Developing methods for identifying clinical phenotypes from routinely collected health data with applications to stroke genetics.

Lead Research Organisation: University of Edinburgh
Department Name: Centre of Population Health Sciences

Abstract

Genetic, and other risk factor associations with stroke are known to be to a large extent type and subtype specific. Systematic review data and UK Biobank pilot work data has shown that stroke type (ischaemic versus haemorrhagic) is not specified for around 40%, and further stroke subtype (TOAST, OCSP, haemorrhage location etc) is not specified for around 70% of stroke cases ascertained from routinely collected coded health data. With expert adjudication it is possible to assign a type and subtype for around 80% of these cases, but this is not a scalable method suitable for very large studies (e.g., UK Biobank). I propose to develop scalable, automated methods that will allow further stroke typing and subtyping from routinely collected health data by investigating the use of various algorithmic code combinations and of natural language processing methods that could be applied to free text medical records and imaging reports. I would then propose to validate these methods directly, as well as indirectly by comparing them with other phenotyping approaches in genetic studies.
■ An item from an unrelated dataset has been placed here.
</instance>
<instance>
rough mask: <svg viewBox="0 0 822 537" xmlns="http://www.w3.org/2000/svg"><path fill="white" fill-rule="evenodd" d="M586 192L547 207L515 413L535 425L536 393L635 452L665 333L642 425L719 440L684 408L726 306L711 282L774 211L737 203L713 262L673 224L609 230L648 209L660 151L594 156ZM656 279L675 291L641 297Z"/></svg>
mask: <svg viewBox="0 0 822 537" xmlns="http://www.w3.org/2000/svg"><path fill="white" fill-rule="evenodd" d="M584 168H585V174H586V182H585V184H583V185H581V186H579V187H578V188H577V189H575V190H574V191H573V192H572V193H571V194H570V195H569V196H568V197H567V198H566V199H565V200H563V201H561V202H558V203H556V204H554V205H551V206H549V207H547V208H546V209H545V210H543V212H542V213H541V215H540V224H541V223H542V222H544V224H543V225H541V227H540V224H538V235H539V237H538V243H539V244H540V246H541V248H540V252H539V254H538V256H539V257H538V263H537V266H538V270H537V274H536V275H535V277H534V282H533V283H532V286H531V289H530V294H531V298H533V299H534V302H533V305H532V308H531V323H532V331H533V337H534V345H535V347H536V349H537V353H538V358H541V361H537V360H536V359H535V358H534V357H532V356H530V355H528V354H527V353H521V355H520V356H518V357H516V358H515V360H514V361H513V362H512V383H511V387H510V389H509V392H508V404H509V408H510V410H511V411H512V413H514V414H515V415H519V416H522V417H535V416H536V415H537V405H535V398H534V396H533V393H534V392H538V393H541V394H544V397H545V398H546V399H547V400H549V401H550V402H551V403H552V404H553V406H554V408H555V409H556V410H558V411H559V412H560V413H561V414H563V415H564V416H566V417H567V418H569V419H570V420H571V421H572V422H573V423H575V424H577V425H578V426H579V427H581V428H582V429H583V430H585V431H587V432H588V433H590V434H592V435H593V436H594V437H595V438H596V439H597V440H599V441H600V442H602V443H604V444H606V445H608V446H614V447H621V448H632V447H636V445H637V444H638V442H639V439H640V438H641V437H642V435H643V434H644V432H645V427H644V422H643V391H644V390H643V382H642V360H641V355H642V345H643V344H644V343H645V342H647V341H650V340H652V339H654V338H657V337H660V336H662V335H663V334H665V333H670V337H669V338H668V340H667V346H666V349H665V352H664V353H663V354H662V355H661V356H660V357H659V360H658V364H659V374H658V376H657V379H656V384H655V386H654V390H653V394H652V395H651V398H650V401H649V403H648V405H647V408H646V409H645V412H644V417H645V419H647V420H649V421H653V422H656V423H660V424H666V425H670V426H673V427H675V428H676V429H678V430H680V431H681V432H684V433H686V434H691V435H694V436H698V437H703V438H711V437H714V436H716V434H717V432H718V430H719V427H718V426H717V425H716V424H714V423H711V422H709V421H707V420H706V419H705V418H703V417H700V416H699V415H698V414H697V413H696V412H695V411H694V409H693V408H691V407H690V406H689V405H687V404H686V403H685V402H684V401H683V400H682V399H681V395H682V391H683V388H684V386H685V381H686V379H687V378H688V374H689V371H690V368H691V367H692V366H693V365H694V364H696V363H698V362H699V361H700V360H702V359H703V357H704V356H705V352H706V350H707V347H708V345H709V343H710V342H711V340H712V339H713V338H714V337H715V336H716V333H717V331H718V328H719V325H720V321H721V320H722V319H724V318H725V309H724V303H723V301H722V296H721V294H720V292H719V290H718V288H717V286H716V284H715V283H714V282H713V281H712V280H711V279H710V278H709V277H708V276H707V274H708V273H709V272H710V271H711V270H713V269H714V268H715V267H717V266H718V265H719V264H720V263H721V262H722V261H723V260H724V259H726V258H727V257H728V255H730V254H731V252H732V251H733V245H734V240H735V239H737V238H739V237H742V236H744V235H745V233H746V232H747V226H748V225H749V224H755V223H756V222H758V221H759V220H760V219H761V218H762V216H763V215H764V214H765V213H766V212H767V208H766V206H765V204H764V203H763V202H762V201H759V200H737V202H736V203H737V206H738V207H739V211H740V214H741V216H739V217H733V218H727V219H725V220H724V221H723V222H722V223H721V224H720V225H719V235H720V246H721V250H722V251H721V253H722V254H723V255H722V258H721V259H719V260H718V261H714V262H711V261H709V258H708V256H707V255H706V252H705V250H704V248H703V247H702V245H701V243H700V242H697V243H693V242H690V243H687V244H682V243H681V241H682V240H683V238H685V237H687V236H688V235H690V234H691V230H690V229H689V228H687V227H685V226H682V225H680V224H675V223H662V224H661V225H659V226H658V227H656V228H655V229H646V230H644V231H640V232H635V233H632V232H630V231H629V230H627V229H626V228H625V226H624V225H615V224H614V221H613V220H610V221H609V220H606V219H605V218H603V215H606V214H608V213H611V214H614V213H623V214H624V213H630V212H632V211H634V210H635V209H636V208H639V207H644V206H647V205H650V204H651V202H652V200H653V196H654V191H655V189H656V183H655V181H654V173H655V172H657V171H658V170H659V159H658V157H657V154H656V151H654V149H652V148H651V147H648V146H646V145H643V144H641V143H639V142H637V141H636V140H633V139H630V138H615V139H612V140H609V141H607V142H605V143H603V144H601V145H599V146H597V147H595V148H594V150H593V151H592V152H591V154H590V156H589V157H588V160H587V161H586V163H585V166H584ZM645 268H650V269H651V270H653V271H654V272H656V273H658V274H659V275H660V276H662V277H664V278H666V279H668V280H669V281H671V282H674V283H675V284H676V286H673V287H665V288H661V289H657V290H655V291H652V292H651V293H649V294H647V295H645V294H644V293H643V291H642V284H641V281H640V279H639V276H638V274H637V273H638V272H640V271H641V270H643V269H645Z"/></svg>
Phenome-association studies can be used to systematically examine the impact of one or many genetic variants across a broad range of human phenotypes, and have the potential to reveal novel insights to underlying disease mechanisms, as well as hold great potential for the identification of novel drug targets and drug repurposing opportunities. UK Biobank with its vast and varied phenotypic data is a dataset that is highly suitable for these studies. However, to date there is a relative lack of sophisticated phenotypic methods to select and identify outcomes of interest. I propose to apply existing phenome-wide association study methods to investigate hypothesis-based associations with stroke as a model disease, and to develop these methods further for wider use.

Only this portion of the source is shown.